Alzheimer's disease is one of the most common forms of
dementia in the elderly. One of its hallmarks is the abnormal aggregation and deposition of β-
amyloid (Aβ). Endogenous and exogenous
metal ions seem to influence β-
amyloid folding process, aggregation and deposition. Besides these variables other elements appear to affect β-
amyloid behavior, such as
cholesterol. The physiological concentration of
cholesterol in the cerebrospinal fluid (CSF) was used in order to determine the extent in which Aβ and Aβ-
metal complexes in vitro aggregation and their toxicity on human
neuroblastoma cell cultures is affected.
Cholesterol did not appear to influence Aβ and Aβ-
metal complexes aggregation, but it was effective in protecting
neuroblastoma cells against Aβ complexes' toxicity.
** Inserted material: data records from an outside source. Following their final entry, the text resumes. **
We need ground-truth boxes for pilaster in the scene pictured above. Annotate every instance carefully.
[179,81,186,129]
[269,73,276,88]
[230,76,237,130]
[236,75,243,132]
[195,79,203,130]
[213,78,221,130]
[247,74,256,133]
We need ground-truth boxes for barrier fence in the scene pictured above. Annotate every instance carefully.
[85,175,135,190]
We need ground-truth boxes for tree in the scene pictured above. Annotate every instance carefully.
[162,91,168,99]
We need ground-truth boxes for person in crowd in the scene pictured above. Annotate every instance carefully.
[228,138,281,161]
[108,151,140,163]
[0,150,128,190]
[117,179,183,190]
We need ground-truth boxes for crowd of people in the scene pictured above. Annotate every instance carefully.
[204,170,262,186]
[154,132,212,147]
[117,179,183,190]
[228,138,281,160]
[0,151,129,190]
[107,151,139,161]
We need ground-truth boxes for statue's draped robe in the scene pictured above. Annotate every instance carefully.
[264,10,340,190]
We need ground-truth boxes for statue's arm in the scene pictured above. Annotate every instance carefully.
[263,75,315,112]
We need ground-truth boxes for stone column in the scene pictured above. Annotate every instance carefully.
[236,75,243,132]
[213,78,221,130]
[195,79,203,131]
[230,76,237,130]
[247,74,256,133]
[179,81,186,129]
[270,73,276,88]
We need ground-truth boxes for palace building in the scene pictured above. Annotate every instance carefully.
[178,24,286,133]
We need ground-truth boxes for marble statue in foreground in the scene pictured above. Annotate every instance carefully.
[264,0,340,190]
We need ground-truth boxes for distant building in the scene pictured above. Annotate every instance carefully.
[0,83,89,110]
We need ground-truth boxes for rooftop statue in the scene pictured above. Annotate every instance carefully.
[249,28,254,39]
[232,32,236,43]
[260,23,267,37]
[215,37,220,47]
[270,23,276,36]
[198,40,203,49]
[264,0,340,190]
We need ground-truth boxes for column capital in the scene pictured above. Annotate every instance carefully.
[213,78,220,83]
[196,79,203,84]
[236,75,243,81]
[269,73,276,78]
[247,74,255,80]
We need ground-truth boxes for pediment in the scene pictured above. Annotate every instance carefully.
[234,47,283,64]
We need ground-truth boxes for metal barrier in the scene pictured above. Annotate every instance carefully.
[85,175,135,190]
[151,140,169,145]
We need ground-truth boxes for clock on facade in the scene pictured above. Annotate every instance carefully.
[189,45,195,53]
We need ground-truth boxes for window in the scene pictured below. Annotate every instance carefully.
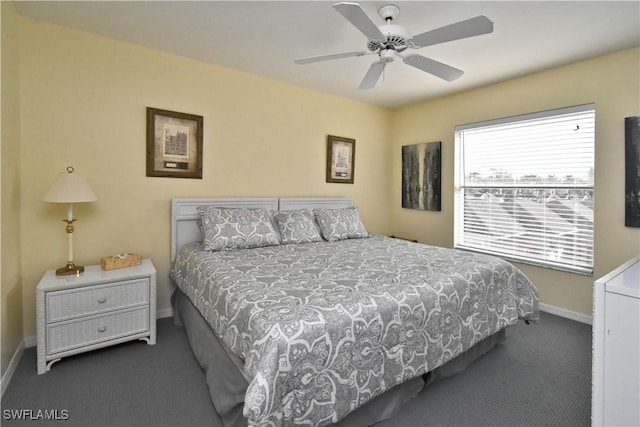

The Aβ-Al complex seemed to be the most effective in disrupting and damaging membrane external layer, and simultaneously it appears to increase its toxicity on cell cultures; both of these effects are preventable by
cholesterol. The presence in physiological concentrations of
cholesterol seemed to compensate membrane damage that occurred to
neuroblastoma cells. These findings appear to contradict some data reported in literature. We believe that our results might shed some light on the role played by
cholesterol at physiological concentrations in both cellular balance and membrane protection.